Solo per restare a quello della pena minima da espiarsi, e rimanendo in Europa, si va dai 12 anni di Danimarca e Svezia, ai 15 di Austria, Germania, Grecia e Svizzera, ai 18 della Francia, ai 25 di Polonia e Spagna, ai 26 dell’Italia, sino ai 30 dell’Estonia (e della Francia per taluni casi) e ai 40 dell’Ungheria (quando consentita). Lo Statuto della Corte penale internazionale (che può irrogare l’ergastolo per i reati più gravi) stabilisce che il condannato abbia diritto alla judicial review della pena decorsi 25 anni. Nel Regno Unito è il giudice a stabilire detto termine, secondo le peculiarità del caso e l’età del condannato (ma le linee guida raccomandano di non superare 30 anni). Nella medesima logica individualizzante, alcuni Stati vietano di comminare la pena perpetua a chi ha più di 60 anni.

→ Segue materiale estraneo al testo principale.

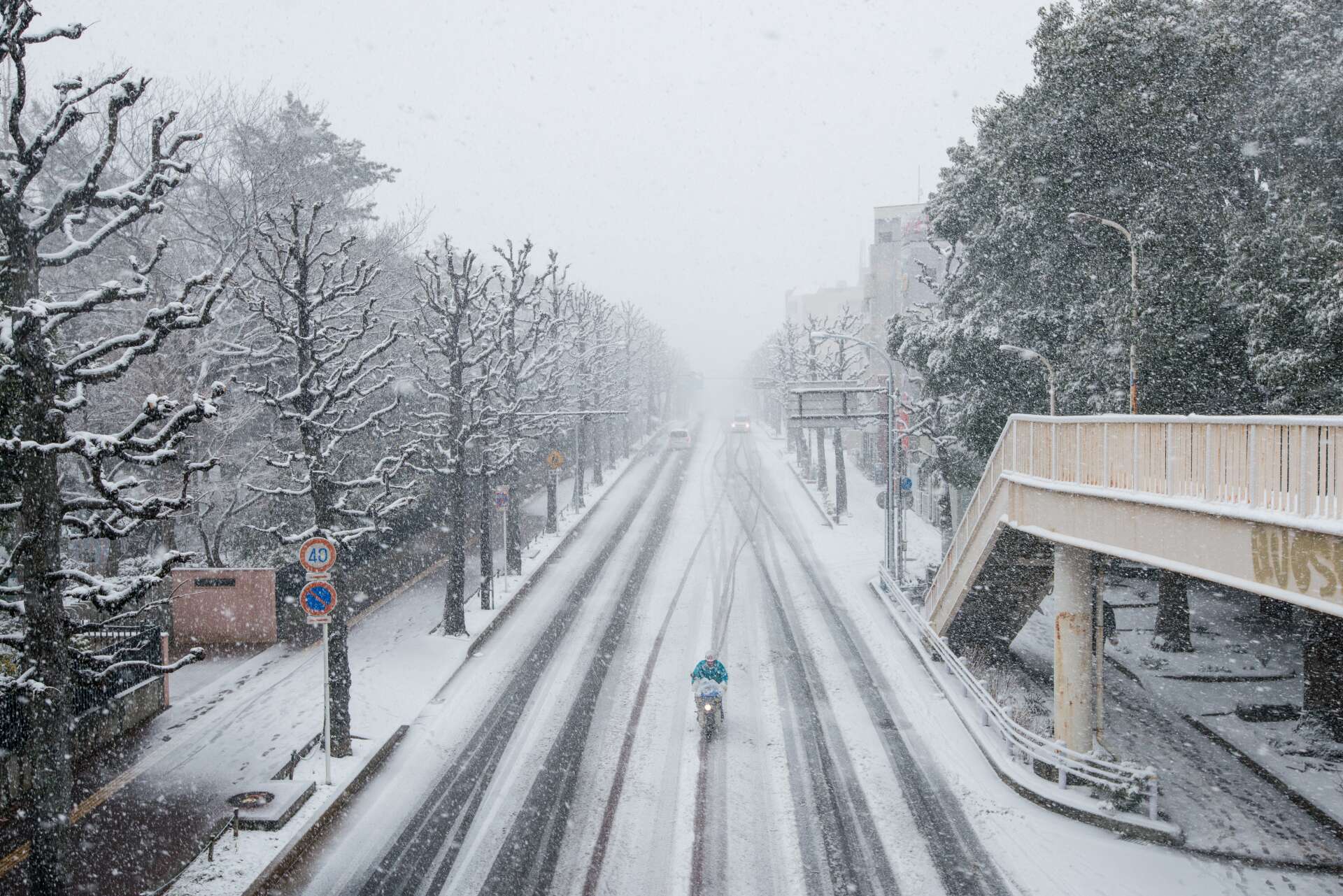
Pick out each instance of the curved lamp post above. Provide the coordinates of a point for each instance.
(1080, 217)
(1032, 355)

La Corte EDU, in vari pronunciamenti, ha ritenuto contrario alla Convenzione il minimo di 40 anni (caso ungherese), e non confliggente quello di 20 anni (caso lituano).
Chi decide la liberazione condizionale
Rilevanti sono anche le differenze in ordine alla natura dell’organo preposto a decidere la liberazione condizionale: in Italia, dopo la sentenza n.204/1974 della Consulta che sottrasse questo potere al Ministro, decide il giudice; in altri ordinamenti (per tutti il Regno Unito) l’organo preposto all’esame delle domande di early release (il parole board) può avere connotati misti o del tutto non giudiziali, e questo aspetto ha ripercussioni rilevanti sulle statistiche di accoglimento (di solito basse). La Corte EDU ha ritenuto che la riducibilità de facto dell’ergastolo ad una pena temporanea (altrimenti non conforme alla Convenzione) possa transitare anche per meccanismi non giudiziali di conversione: nel caso inglese ha ritenuto sufficiente la previsione dell’early compassionate release on medical grounds affidato al Ministro della giustizia (il che è francamente discutibile).
Infine è interessante guardare alle statistiche criminali dei singoli contesti nazionali, specialmente per i reati più gravi suscettibili d’essere puniti con l’ergastolo; l’omicidio è un buono strumento d’analisi, poiché è quasi ovunque “reato da ergastolo” ed è afflitto da una scarsa cifra oscura. Ebbene, da questo punto di vista, l’Italia – che pure conosce un ergastolo rigoroso, con 26 anni di pena minima da espiarsi in ogni caso – è uno dei Paesi più sicuri al mondo, dove cioè il rischio di rimanere vittima di un omicidio volontario è tra i più bassi. Nel nostro Paese avvengono grosso modo 300 omicidi l’anno, vale a dire circa 0,55 omicidi ogni 100.000 abitanti. In Europa siamo il Paese più sicuro in assoluto, poiché la media è quasi il doppio (0,9 per 100.000 abitanti); Paesi omogenei al nostro quali Svizzera, Spagna, Austria, Germania, Grecia e Francia, conoscono tassi più elevati (rispettivamente 0,6 – 0,7 – 0,8 – 0,9 – 1,1 – 1,2). Nel Regno Unito, ove esistono anche forme di ergastolo senza liberazione condizionale, il tasso degli omicidi oscilla tra 1 e 1,2 per 100.000 abitanti. Ponendo a raffronto questi dati, si può dire che i Paesi più rigorosi (es. Regno Unito) non sono necessariamente i più sicuri, e che in generale non vi è correlazione tra la sicurezza pubblica e il tasso di rigore della disciplina in concreto dell’ergastolo.